In Focus

Static 2009 by Steve McQueen

Filmed from a helicopter circling the Statue of Liberty in New York, Steve McQueen’s Static fixes its gaze on this most iconic representation of freedom. This In Focus project examines the artwork in depth to delineate the questions it raises about freedom, surveillance, migration and the construction of history.

Steve McQueen artwork, Static 2009

Steve McQueen
Static 2009 (installation shot)
Film, 35 mm, or video, high definition, projection, colour and sound
7 minutes 3 seconds
Tate T13425
© Steve McQueen; courtesy the artist and Thomas Dane Gallery, London

Made in the same year that the Statue of Liberty was re-opened to the public after the 9/11 terrorist attacks, Steve McQueen’s seven-minute film Static shows the view from a helicopter as it circles anti-clockwise around the iconic New York monument. In contrast to the work’s title, the camera used to make the film remains in constant motion, moving between close-up and distant aerial shots of the statue, while the sound incorporates the noise of the helicopter’s engine, its rotating blades, and the roaring wind.

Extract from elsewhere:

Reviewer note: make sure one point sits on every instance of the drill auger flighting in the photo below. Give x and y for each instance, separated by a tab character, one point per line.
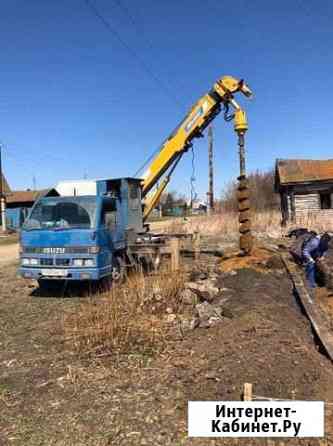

Static can be seen as a condensation of McQueen’s longstanding concerns with the nature of freedom, sight and responsibility in the way that it visually scrutinises an iconic and beleaguered symbol of liberty. This project situates Static not only in relation to McQueen’s other artworks and feature films but for the first time in relation to the writings of Hart Crane and Samuel Beckett, considering how the film’s stuttering vision of the statue raises urgent questions about the efficacy and significance of monuments, the changing attitudes towards migration, and the meaning of freedom in a post-9/11 world.

Written in 2016 and published in July 2017, the project is authored by Dr Rachel Wells (Newcastle University) and includes a contribution by Dr Rod Mengham (University of Cambridge).